Freddie threw up his hands. “For Christ’s sake, Grandma! I’m a man! I’ve got a bachelor’s degree in sociology and the best fry cook Yummy Burger has ever seen! Can’t I just get a night to chill with my peeps without your shit?”
Kyle snickered. “Did you just say, ‘peeps?’”

The old lady was quiet for a few more seconds before piping up again. “Did you offer your little friends some refreshments?”

“We’re fine, Grandma!” Freddie shouted. “Take your pill and go back to bed!”

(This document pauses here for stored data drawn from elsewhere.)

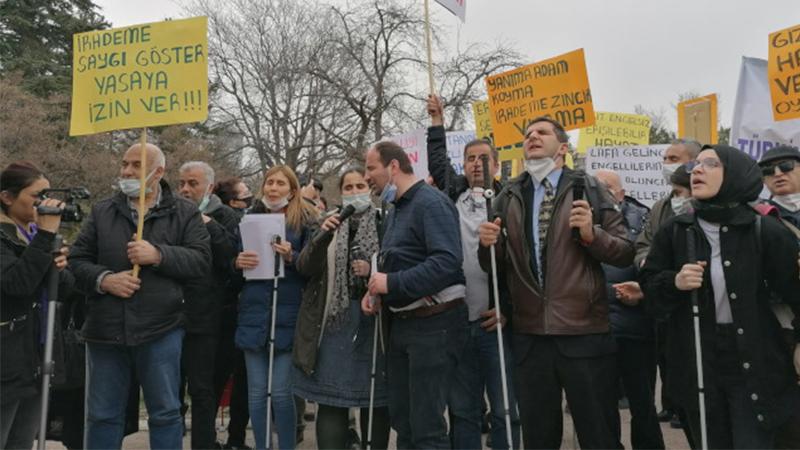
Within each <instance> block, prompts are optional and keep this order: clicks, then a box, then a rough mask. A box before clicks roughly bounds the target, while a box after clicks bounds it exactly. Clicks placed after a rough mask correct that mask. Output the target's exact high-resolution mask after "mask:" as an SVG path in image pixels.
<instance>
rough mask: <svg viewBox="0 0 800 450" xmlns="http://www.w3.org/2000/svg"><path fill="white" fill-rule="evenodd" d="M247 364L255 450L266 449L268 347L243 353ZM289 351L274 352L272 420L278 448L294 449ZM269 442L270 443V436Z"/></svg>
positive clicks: (266, 443)
mask: <svg viewBox="0 0 800 450" xmlns="http://www.w3.org/2000/svg"><path fill="white" fill-rule="evenodd" d="M244 362H245V364H246V365H247V400H248V405H249V407H250V422H251V423H252V424H253V437H255V440H256V448H257V449H258V450H264V449H266V448H267V439H266V438H265V436H266V433H267V376H268V372H267V371H268V370H269V348H268V347H262V348H260V349H258V350H245V351H244ZM291 372H292V352H291V351H290V350H284V351H279V350H275V360H274V361H273V370H272V411H273V412H274V414H273V416H272V418H273V423H274V424H275V428H276V429H277V431H278V447H279V448H281V449H288V450H292V449H294V446H295V439H296V437H297V436H296V434H295V432H296V429H295V408H294V397H293V396H292V381H291V377H290V376H289V375H290V374H291ZM269 440H270V443H271V442H272V439H271V437H269ZM271 447H272V445H270V448H271Z"/></svg>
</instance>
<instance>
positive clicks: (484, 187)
mask: <svg viewBox="0 0 800 450" xmlns="http://www.w3.org/2000/svg"><path fill="white" fill-rule="evenodd" d="M481 159H482V163H483V185H484V189H483V197H484V198H485V199H486V216H487V218H488V220H489V221H490V222H491V221H492V199H493V198H494V189H492V178H491V177H490V176H489V158H488V157H487V156H486V155H483V156H482V157H481ZM489 256H490V259H491V264H492V294H493V297H494V317H495V320H496V321H497V333H496V334H497V349H498V353H499V354H500V384H501V386H502V389H503V409H504V410H505V411H504V414H505V419H506V439H508V441H507V442H508V448H513V447H514V441H513V439H512V436H511V434H512V433H511V405H510V403H511V402H510V401H509V399H508V379H507V378H506V355H505V352H504V351H503V348H504V347H503V324H502V322H501V320H500V289H499V288H498V285H497V256H496V254H495V246H494V245H492V246H490V247H489Z"/></svg>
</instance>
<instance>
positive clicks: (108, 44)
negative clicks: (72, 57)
mask: <svg viewBox="0 0 800 450" xmlns="http://www.w3.org/2000/svg"><path fill="white" fill-rule="evenodd" d="M207 30H208V19H207V18H206V17H195V18H192V19H183V20H170V21H166V22H155V23H148V24H141V25H133V26H130V27H123V28H112V29H109V30H98V31H90V32H87V33H79V34H75V35H73V38H72V39H73V48H74V53H73V59H72V61H73V69H72V70H73V72H72V114H71V119H70V133H69V134H70V135H72V136H77V135H84V134H92V133H100V132H103V131H110V130H120V129H126V128H139V127H151V126H159V125H169V124H175V123H187V122H199V121H202V120H205V119H206V117H208V36H207Z"/></svg>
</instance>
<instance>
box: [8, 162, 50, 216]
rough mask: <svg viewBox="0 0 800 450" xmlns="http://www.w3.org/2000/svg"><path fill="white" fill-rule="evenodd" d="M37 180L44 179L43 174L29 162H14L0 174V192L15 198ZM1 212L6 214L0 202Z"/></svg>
mask: <svg viewBox="0 0 800 450" xmlns="http://www.w3.org/2000/svg"><path fill="white" fill-rule="evenodd" d="M39 178H44V172H42V171H41V170H39V168H38V167H36V166H34V165H33V163H31V162H29V161H16V162H13V163H11V164H9V165H8V167H6V168H5V170H3V172H2V173H0V191H5V192H8V193H9V194H11V195H12V196H14V197H16V196H18V195H19V193H20V192H22V190H23V189H25V188H27V187H28V186H30V185H32V184H33V183H35V182H36V180H38V179H39ZM0 208H2V209H3V212H8V208H7V207H6V205H5V204H4V203H3V202H0Z"/></svg>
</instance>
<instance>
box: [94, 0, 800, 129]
mask: <svg viewBox="0 0 800 450" xmlns="http://www.w3.org/2000/svg"><path fill="white" fill-rule="evenodd" d="M95 1H96V3H97V4H98V5H99V6H100V7H101V8H102V13H103V15H105V17H106V18H107V19H108V20H109V21H110V22H111V23H112V25H113V26H115V27H116V26H126V25H132V24H136V23H143V22H155V21H159V20H163V19H164V18H166V17H172V18H180V17H182V16H183V14H182V11H181V6H180V5H181V2H179V1H177V0H136V1H129V0H95ZM254 1H258V0H254ZM297 1H311V0H297ZM419 3H420V8H422V0H419ZM431 3H432V5H431V10H432V13H433V14H435V16H436V17H437V18H438V19H439V20H440V21H441V22H442V23H443V24H445V25H448V26H449V28H448V30H447V34H449V35H450V39H452V40H453V42H455V41H456V39H459V40H460V43H461V45H462V46H463V45H465V44H467V43H470V42H474V41H485V42H488V43H494V42H496V41H498V40H502V41H504V42H506V43H508V44H510V45H512V46H513V47H515V48H516V49H517V50H519V51H520V52H521V53H522V54H523V55H525V56H526V59H527V61H528V62H535V61H537V60H541V59H547V58H549V57H552V56H556V55H559V54H561V53H565V52H568V51H571V50H575V49H577V48H581V47H582V48H584V49H585V53H586V64H587V70H588V73H589V84H590V86H591V88H592V95H593V100H594V108H595V110H596V111H613V112H633V108H634V106H635V105H637V104H641V105H643V106H645V107H647V108H650V109H656V110H657V109H659V108H662V107H663V108H664V110H665V111H666V112H667V114H668V116H669V118H670V120H671V122H672V126H673V127H675V123H676V119H677V113H676V112H675V110H674V109H673V108H672V104H674V103H677V97H678V94H679V93H683V92H687V91H694V92H698V93H700V94H701V95H705V94H710V93H717V95H718V96H719V108H720V110H719V118H720V122H721V124H722V125H724V126H730V123H731V119H732V115H733V103H734V99H735V96H736V85H737V81H738V78H739V67H740V64H741V57H742V56H752V57H758V58H764V59H766V57H767V37H768V35H769V33H771V32H774V31H777V30H780V29H783V28H787V27H790V26H793V25H796V24H798V23H800V0H550V1H544V0H468V1H467V21H466V23H465V24H463V25H460V22H459V21H458V19H456V18H455V17H454V16H452V15H450V14H449V13H448V12H446V10H444V8H442V7H440V6H439V5H436V4H434V2H433V0H431ZM420 32H422V30H420ZM440 38H444V39H447V37H446V36H440ZM434 58H435V55H434Z"/></svg>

“I could make you boys some grilled cheese sandwiches!” the old lady shouted.

“No, Grandma!” Freddie screamed. “We’re fine!”

Steve raised his hand. “I could actually go for a grilled cheese sandwich.”

Before Freddie could yell at his grandmother again, a bright spotlight poured in through the kitchen window. The sound of whirring helicopter blades deafened everyone.

Crash! Members of an elite SWAT team bursted in through the kitchen windows. They were dressed all in black and their faces were covered with balaclavas. Each officer wielded an assault rifle.

“Which one of you dip shits is Freddie Milton?” asked an officer.

All of the nerds pointed to Freddie. Without hesitation, Freddie threw his hands into the air.

“Freddie!” the old lady shouted. “Somebody’s at the door! Go see who it is. Don’t be rude!”